Through the magic of time, your novel may begin to look very different to you. If you actually have the goal of turning your novel into something an editor and publisher could love, you find yourself in the difficult position of proofreading your novel for a different focus and purpose than it was written. The beauty of NaNoWriMo is that the emphasis is on writing–as much as you can, as often as you can, whether it’s something you can use or not. Now, you find yourself more¬†interested in the story–what advances the plot, what develops the characters, what’s weighing the piece down. You may find you have a lot of superfluous material in some areas while not having enough material in others.

So what do you do with your novel now? How do you know when you have the makings of a good story and when to shove your efforts into the trash before they start to smell? How do you go about editing and proofreading your first draft?

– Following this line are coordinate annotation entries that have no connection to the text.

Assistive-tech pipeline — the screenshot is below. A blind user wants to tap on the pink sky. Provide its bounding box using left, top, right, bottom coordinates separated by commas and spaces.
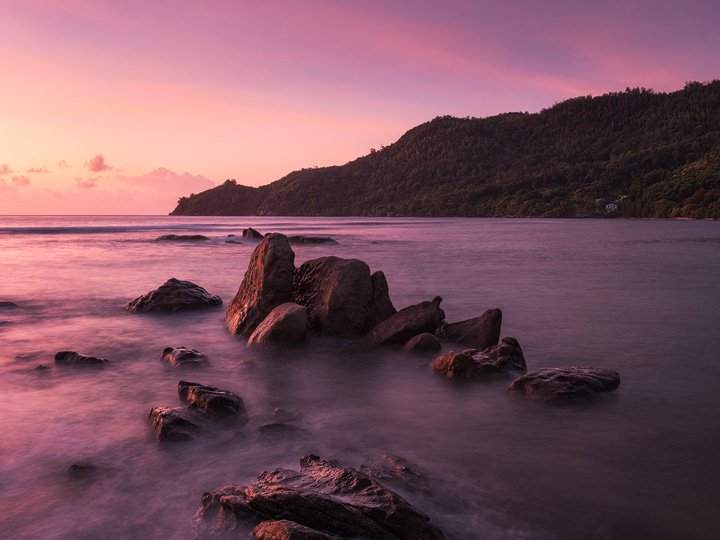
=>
0, 0, 720, 214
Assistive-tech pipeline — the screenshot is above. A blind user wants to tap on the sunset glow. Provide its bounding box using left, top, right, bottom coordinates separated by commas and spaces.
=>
0, 0, 720, 214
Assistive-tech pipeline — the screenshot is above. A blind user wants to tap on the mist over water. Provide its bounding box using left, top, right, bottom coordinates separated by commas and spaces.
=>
0, 217, 720, 540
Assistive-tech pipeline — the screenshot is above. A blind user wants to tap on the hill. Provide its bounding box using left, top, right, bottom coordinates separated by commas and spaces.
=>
172, 80, 720, 219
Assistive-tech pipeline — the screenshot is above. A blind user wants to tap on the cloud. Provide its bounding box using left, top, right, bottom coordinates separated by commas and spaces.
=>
75, 178, 98, 189
12, 176, 30, 186
85, 154, 113, 172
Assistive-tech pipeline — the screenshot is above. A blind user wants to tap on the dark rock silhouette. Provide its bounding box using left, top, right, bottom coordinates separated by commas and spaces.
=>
125, 278, 222, 313
225, 234, 295, 337
360, 296, 445, 345
435, 309, 502, 350
55, 351, 110, 367
196, 455, 444, 540
162, 347, 210, 368
248, 302, 308, 345
508, 366, 620, 401
433, 337, 527, 379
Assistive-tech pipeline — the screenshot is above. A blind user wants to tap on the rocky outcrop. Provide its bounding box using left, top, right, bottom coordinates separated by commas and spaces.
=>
196, 455, 444, 540
433, 337, 527, 379
436, 309, 502, 350
293, 257, 395, 335
225, 234, 295, 337
55, 351, 110, 367
403, 332, 442, 352
162, 347, 210, 368
361, 296, 445, 345
178, 381, 248, 424
125, 278, 222, 313
248, 302, 308, 345
155, 234, 210, 242
508, 366, 620, 401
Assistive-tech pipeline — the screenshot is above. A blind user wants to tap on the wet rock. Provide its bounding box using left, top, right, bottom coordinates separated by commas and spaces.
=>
196, 455, 444, 540
246, 519, 342, 540
243, 227, 263, 240
155, 234, 210, 242
288, 235, 337, 244
162, 347, 210, 368
248, 302, 308, 345
433, 337, 527, 379
125, 278, 222, 313
435, 309, 502, 350
225, 234, 295, 337
147, 407, 202, 443
178, 381, 248, 424
55, 351, 110, 367
361, 296, 445, 345
508, 366, 620, 401
403, 332, 442, 352
293, 257, 395, 335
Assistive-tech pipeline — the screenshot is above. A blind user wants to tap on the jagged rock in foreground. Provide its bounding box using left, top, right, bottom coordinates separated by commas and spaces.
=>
360, 296, 445, 345
178, 381, 248, 424
403, 332, 442, 352
433, 337, 527, 379
508, 366, 620, 401
225, 234, 295, 337
125, 278, 222, 313
195, 455, 444, 540
293, 257, 395, 335
55, 351, 110, 367
435, 309, 502, 351
162, 347, 210, 368
248, 302, 308, 345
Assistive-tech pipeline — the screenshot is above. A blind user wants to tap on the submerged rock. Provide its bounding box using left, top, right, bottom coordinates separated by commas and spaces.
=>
147, 407, 202, 443
248, 302, 308, 344
225, 234, 295, 337
293, 257, 395, 335
125, 278, 222, 313
435, 309, 502, 350
403, 332, 442, 352
361, 296, 445, 345
196, 455, 444, 540
433, 337, 527, 379
162, 347, 210, 368
55, 351, 110, 367
178, 381, 248, 424
508, 366, 620, 401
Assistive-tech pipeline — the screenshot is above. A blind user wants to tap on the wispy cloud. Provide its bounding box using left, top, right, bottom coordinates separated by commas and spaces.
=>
86, 154, 113, 172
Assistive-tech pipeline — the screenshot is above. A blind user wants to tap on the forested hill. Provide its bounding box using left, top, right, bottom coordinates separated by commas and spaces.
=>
172, 81, 720, 218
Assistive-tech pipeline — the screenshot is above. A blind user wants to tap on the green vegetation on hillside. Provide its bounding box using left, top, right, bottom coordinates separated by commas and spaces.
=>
173, 81, 720, 219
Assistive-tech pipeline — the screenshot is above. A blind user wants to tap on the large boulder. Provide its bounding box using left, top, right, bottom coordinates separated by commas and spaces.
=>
361, 296, 445, 345
225, 233, 295, 337
435, 309, 502, 350
162, 347, 210, 368
125, 278, 222, 313
55, 351, 110, 367
293, 257, 395, 335
178, 381, 248, 424
433, 337, 527, 379
196, 455, 444, 540
248, 302, 308, 345
508, 366, 620, 401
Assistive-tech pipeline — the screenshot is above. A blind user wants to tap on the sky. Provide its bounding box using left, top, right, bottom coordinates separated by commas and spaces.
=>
0, 0, 720, 214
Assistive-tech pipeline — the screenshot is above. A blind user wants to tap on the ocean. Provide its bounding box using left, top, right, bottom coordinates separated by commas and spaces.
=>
0, 216, 720, 540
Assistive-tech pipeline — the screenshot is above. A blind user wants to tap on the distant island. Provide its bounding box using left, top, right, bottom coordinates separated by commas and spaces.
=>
171, 80, 720, 219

I found a piece of my NaNoWriMo novel far away from where I’d stashed the rest of my manuscript. Reading that one wide rule sheet of paper, front and back, I fell immediately back into the story. There’s something there, something I want to put out into the world for discussion and for people to relate to. It may be a lot of work to finish the piece and edit all of the NaNoWriMo out of it, but the story connects to something in me that says it’s worth pursuing.

Have you looked at any of your NaNoWriMo writing yet? Is your novel trash or treasure? What’s new on the writing horizon for you?

3 Comments

  1. I don’t worry too much about word count because I know that if I have a solid story, the words will be there. But distance is really important. I wrote a partial second draft of last year’s NaNo novel, and it’s been sitting since then. I’ve also written parts of two stories that are basically spinoffs. While I was computerless and had time to think, I realized that the two stories want to be part of a trilogy, and that means changes to the original novel that I wouldn’t have made otherwise. You never know where a story could go if you just give it enough time.

  2. 2blu2btru

    Exactly! You have to come to it with fresh eyes to see the possibilities sometimes. I had to grow up before I could continue writing one story–I had to have my own hard times and growing pains before the dialogue and fiction was believable.

    Good luck with your trilogy! How good is it to spend that much time with those characters/in that setting? I’ve always wanted to have “sequels”; haven’t succeeded yet.

  3. Each of the three stands alone, with different characters. There will probably later be a mention of some characters from the first novel, but the theme that connects them is what they are, an outcast subspecies of humans.

    I have an almost-finished short story using the same characters as Boundaries, which was my second novel, and have been thinking about another possible spinoff about one character’s early days. Staying with the same characters could be very interesting, because you get to know them in more depth.